Fortsetzungsgeschichte: "Im Jahr des Herrn" (Zeitinsel-Saga) - Kapitel 9

9. Die wilde Horde

Die Rückfahrt nach Gibraltar dauerte nur 5 Tage und verlief durchgehend ruhig und entspannt. Der Dampfmaschine RUDI gönnte man eine Pause, denn Wind und Strömung reichten völlig aus, den ZENTAUER mit ausreichender Geschwindigkeit in das Mittelmeer hinein fahren zu lassen.
Außer dem Kapitän am Steuer hatten alle Mitglieder der Besatzung Freizeit. Nur der Dicke Fitti hatte es sich mit RUDIS Einzelteilen am Bug des Schiffes gemütlich gemacht. Er säuberte die Teile und fettete sie ein, ehe sie wieder an ihren angestammten Platz in der Maschine zurückkehrten. Weil Fitti dabei das eine oder andere Liedchen summte, schien ihn die Arbeit an der Dampfmaschine mindestens genauso viel Spaß zu machen, wie den anderen das entspannte Liegen in ihren Liegestühlen.
Als ein leises „Ping“ ertönte, stemmte sich Urs Müller aus seinem Stuhl und ging zu dem Kapitän auf die Brücke: »Deine Wache ist zu Ende, Hilmar. Ich bin dran.«
Der Kapitän nickte und trat zur Seite, damit Urs ans Steuerrad konnte. Der ehemalige Rettungssanitäter übernahm das Steuer und sah auf den Kompass. »Weiter Kurs 80 Grad Ost?«
»Ja. Heute Abend gegen 19 Uhr drehen wir auf 45 Grad«, antwortete der Kapitän, »dann müsste auch der Felsen von Gibraltar an Backbord auftauchen.«
»Apropos Gibraltar.
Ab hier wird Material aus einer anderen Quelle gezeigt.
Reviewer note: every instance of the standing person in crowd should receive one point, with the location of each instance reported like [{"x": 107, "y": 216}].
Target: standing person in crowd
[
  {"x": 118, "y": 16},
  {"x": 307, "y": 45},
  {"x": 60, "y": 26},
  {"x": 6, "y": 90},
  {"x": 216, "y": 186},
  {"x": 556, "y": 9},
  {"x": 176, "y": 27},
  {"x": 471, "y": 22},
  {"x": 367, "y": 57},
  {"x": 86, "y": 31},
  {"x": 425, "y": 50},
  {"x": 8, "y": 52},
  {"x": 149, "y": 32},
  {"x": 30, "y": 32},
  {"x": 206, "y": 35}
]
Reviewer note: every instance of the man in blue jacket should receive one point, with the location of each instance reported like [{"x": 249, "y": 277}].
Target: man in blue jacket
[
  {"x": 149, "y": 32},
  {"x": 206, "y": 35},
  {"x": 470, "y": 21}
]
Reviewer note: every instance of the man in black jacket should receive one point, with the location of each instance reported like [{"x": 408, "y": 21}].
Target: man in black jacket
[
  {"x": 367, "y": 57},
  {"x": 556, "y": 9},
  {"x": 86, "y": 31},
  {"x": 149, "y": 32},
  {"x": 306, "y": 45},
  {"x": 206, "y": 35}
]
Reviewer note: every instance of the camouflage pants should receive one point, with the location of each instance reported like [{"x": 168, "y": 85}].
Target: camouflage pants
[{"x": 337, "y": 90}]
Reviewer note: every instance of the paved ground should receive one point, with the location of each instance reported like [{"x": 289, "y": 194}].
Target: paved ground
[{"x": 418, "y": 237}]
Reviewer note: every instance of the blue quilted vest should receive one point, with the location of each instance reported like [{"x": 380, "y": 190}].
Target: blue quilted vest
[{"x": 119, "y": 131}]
Was wäre, wenn wir das Schiff in der Höhle von Gibraltar zurücklassen und uns zu Fuß auf den Weg nach Cartagena machen würden, Hilmar?« schlug Urs Müller dem Kapitän, der inzwischen auch sein Freund geworden war, vor.
»Ich bin nicht so gut zu Fuß, Urs und meine alten Knochen taugen nicht mehr für 500 Kilometer über unbefestigte Straßen und Feldwege.
»Meine Knochen sind noch ein paar Jährchen älter als Deine, mein Freund«, antwortete Urs Müller lachend, »aber sind das wirklich 500 Kilometer von Gibraltar nach Cartagena?«
»Eher noch mehr«, antwortete der Kapitän, »aber Deine Idee, den Kahn zu verstecken, hat was. Wir fallen nicht so auf, wenn wir in Cartagena ankommen. Und es soll tatsächlich einige Höhlen an der Küste geben, hat mir ein Segelfreund mal vertellt - irgendwo südlich von Cartagena. Lass uns das heute Abend mal mit den anderen bequatschen. Ich hau mich jetzt auch mal in so einen Urlauber-Klappgrill. Gute Verrichtung, Urs.«
»Danke, äh, …, Urlauber-Klappgrill?«
»Liegestuhl, Urs. Stuhl zum auseinanderklappen und in der Sonne grillen.«

Die Idee, den ZENTAUER möglichst in einer Höhle in der Nähe von Cartagena zu „parken“, fand die einhellige Zustimmung aller Reisenden.

*

Vier Tage später, kurz nach Mitternacht:

Die Schwärze der Nacht und die Stille der Fahrt unter Segel schützte den ZENTAUER vor einer zufälligen Entdeckung von Land aus.
Der Kapitän steuerte das Schiff vorsichtig näher an die Küste heran, die an dieser Stelle stark zerklüftet war. Urs Müller hatte das Echolot im Blick und gab die Messwerte leise an den Kapitän weiter: »8 Meter, gleich bleibend.«

Schon am Abend des vergangenen Tages hatten sie die Höhle ausgemacht; wegen der nahen Siedlung hatten sie jedoch darauf verzichtet, näher heranzufahren. Erst als die Lichter der Siedlung erloschen waren, hatten sie den ZENTAUER auf Kurs gebracht und das Schiff mit Hilfe des Nahortungs-Radars, der Infrarotscheinwerfer und der Nachtsichtbrille des Kapitäns bis vor den Eingang des Höhlensystems geführt.
Etwa 20 Meter vor der Höhle gab es einen kleinen Felsenvorsprung, an dem sich die Brandung brach. Kurz dahinter, im ruhigen Wasser, hatte das Schiff vorläufig gestoppt. Hilmar und Lechti holten das Segel ein und wechselten in das Schlauchboot, um die Höhle zu erkunden.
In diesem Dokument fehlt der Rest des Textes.